A key feature of the router is its ability to dynamically direct inference requests to the most appropriate runtime environment based on the service's deployment context. For instance, when the AI service LLM prompts to propreitary models, the router channels requests to Amazon Bedrock for inference.
Conversely, when requests are made to models not available on Amazon Bedrock, the router redirects these requests to local inference infrastructure. This intelligent routing maintains system flexibility across different deployment scenarios.
Training pipeline
The training pipeline is designed with the build once and deploy anywhere philosophy, generating model artifacts that seamlessly support both Amazon Bedrock and Amazon Sagemaker deployments.
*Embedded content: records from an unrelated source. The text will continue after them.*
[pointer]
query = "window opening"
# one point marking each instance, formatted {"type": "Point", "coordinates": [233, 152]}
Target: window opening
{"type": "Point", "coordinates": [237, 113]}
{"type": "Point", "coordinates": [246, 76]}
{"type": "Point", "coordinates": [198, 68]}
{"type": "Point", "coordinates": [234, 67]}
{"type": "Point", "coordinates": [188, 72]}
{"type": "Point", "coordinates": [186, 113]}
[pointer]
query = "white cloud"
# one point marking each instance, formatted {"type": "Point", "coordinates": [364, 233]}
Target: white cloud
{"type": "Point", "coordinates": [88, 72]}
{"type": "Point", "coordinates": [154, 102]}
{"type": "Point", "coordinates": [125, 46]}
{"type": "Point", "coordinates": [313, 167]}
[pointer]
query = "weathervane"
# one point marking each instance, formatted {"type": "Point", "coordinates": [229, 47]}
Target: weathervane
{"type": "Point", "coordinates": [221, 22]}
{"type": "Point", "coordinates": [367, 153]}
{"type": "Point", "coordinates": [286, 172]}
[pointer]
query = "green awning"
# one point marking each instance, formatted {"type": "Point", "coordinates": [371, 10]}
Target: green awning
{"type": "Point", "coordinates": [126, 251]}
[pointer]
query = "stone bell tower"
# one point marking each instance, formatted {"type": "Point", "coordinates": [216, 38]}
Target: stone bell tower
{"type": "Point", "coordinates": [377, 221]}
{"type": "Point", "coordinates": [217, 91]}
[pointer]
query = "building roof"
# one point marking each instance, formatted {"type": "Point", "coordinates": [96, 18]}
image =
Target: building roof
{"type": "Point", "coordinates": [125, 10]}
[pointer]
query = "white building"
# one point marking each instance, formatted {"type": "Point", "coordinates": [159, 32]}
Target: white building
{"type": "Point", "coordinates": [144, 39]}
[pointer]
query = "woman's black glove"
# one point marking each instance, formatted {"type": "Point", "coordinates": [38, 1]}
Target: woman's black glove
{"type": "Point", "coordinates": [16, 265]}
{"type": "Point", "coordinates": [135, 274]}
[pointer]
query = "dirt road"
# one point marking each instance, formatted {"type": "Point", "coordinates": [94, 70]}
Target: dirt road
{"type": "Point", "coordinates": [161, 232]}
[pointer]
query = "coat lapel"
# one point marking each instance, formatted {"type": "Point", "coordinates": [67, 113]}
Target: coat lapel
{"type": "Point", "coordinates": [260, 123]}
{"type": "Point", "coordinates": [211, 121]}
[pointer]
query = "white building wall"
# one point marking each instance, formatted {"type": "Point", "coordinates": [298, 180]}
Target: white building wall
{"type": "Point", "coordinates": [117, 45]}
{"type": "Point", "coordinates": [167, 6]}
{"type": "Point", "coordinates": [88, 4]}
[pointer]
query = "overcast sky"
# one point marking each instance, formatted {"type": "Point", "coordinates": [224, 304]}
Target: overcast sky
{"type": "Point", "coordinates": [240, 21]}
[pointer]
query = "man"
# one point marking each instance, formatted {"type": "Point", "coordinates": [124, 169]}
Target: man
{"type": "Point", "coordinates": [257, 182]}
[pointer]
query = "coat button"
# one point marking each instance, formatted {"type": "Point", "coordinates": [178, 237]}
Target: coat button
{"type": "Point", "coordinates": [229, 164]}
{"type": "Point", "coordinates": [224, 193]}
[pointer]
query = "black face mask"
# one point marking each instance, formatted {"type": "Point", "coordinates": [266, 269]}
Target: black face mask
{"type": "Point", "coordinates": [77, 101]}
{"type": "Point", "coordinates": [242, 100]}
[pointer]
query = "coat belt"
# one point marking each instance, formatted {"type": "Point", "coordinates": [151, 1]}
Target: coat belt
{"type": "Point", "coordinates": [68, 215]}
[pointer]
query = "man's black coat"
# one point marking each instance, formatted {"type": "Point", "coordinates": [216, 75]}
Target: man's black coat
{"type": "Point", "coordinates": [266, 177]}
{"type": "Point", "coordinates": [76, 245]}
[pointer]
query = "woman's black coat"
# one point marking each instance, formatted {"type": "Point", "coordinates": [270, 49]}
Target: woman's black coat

At its core, the pipeline produces optimized model weights and parameters that serve as the foundation for multiple deployment scenarios. These artifacts are packaged in formats compatible with Amazon Bedrock for cloud deployment, enabling organizations to use AWS managed services for scalable inference.
Simultaneously, the pipeline automatically containerizes the model completely with the necessary dependencies and configurations, facilitating straightforward Amazon Sagemaker AI deployment.
This dual-output approach creates consistency across deployment environments while reducing the need for environment-specific model training or manual intervention, streamlining the transition from training to production regardless of the target infrastructure.
Responsible AI: Guardrails for security and privacy
Embed controls throughout the architecture to address compliance, privacy, and security concerns. The AI service registries and policies help enforce applicable guardrails so that authorization, data handling, legal, security, privacy, and compliance requirements can be addressed.
To solve for the wide range of applications developed using the AI service, we need an extensible and configurable framework to embed applicable controls reducing redundant work, accelerating development and maintaining consistency with an enterprise's responsible AI practices.
Additionally, policies should address ethical considerations such as bias detection, fairness metrics, and transparency in model decisions.
Domain-adapted custom LLMs
The strategy is to use the best LLMs to meet the needs of your use cases. This includes domain-adapted LLMs built on top of LLMs such as Llama and Nova, which are custom trained on your domain-specific data and specialize in solving customer specific usecases.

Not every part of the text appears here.